2. Também não vale a pena dizer que o que aconteceu não terá consequências no voto dos franceses. Tê-las-á sem sombra de dúvida, mesmo que apenas possamos especular sobre os seus efeitos no voto. Le Pen lembrou em directo que ela é a única que quer fechar as fronteiras. A quem? Tal como aconteceu na maior parte dos atentados na Europa, o seu autor é um cidadão francês. Devia estar preso, acrescenta Le Pen. Não é verdade. A polícia não pode prender nem controlar todos aqueles que coloca sob vigilância, o que não põe em causa a sua eficácia. As forças de segurança europeias têm conseguido impedir os atentados da dimensão dos que atingiram Nova Iorque, Madrid ou Londres na década passada, que implicavam engenhos explosivos ou aviões transformados em bombas gigantescas, e exigiam alguma (ou muita) preparação logística. Estes, com escassa logística e armas “caseiras”, são muito mais difíceis de antecipar. Basta um “lobo solitário”, o roubo de uma camioneta, o fanatismo suficiente para obedecer às ordens.
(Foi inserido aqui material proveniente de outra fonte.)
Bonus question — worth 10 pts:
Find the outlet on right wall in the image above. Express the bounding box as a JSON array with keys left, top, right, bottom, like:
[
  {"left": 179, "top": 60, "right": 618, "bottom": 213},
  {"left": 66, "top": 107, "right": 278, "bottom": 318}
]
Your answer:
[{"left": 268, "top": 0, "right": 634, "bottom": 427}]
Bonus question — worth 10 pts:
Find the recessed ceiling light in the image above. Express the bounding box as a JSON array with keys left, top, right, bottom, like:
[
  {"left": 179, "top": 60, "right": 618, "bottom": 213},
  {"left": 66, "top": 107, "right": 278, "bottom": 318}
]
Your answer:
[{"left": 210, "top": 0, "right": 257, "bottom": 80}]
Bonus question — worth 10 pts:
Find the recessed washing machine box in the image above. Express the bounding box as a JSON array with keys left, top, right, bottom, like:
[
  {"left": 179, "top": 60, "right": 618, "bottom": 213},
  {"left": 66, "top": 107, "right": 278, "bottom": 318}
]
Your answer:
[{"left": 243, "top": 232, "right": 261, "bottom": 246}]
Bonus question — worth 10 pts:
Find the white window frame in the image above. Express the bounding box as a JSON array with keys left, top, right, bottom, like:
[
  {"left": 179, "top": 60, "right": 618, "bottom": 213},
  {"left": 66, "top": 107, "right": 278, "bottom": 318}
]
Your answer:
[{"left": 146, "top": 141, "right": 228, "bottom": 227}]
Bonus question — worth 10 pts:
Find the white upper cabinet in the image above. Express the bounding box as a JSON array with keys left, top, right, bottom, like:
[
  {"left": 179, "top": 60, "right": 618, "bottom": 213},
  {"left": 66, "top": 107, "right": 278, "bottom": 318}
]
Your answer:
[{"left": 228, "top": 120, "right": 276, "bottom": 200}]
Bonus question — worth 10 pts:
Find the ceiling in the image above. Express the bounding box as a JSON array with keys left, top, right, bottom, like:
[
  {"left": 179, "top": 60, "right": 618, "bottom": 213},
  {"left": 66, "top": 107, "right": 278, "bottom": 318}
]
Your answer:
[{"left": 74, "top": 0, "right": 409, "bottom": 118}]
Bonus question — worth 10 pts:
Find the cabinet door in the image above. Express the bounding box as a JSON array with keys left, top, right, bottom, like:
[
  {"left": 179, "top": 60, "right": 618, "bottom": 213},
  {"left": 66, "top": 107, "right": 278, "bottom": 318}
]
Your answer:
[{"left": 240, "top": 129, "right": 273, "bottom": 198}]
2. O problema é que cada atentado recupera o medo interior, a desconfiança crescente em relação ao outro, aquele que Le Pen não se cansa de apontar como o culpado desta guerra aos valores da França, obrigando outros candidatos a ceder demasiadas vezes ao seu discurso. É este efeito de contágio que pode ser mais devastador. E é por isso que a candidata da Frente Nacional pode não ser a principal beneficiada do atentado de Paris. O medo também pode servir François Fillon, desesperadamente à procura de um impulso final, capaz de mobilizar uma direita que não se revia nele ou que rejeitava o seu muito discutível comportamento pessoal, que manchou a sua campanha. Nos últimos dias, o candidato republicano inclinou a sua mensagem ainda mais para a direita, aproximando-a do discurso identitário de Le Pen, com a vantagem de não carregar a imagem xenófoba e extremista da candidata da Frente Nacional. Tem experiência para tempos difíceis porque foi primeiro-ministro de Sarkozy durante cinco anos. Ganhou as “primárias” com o programa mais à direita do seu partido, incluindo na economia, e invocando os valores da França profunda, católica e de “origem”. Falou de uma Europa das nações e não das instituições. “Estamos em guerra, não há alternativa, somos nós ou eles”, disse no último dia da campanha.

3. Pelo contrário, Emmanuel Macron foi o único candidato que assentou a sua campanha no optimismo - quanto ao destino da França e quanto ao destino da Europa, defendendo a sua diversidade e a sua abertura ao mundo. Foi o exacto oposto de Le Pen. Disse na noite de quinta-feira que o Presidente tem como responsabilidade proteger os cidadãos e exortou os franceses a combater o medo. "O combate tem de ser travado para lá das nossas fronteiras no Iraque e na Síria". Foi a sua derradeira prova. Falta saber até que ponto o medo vai condicionar, ainda mais, o voto dos franceses.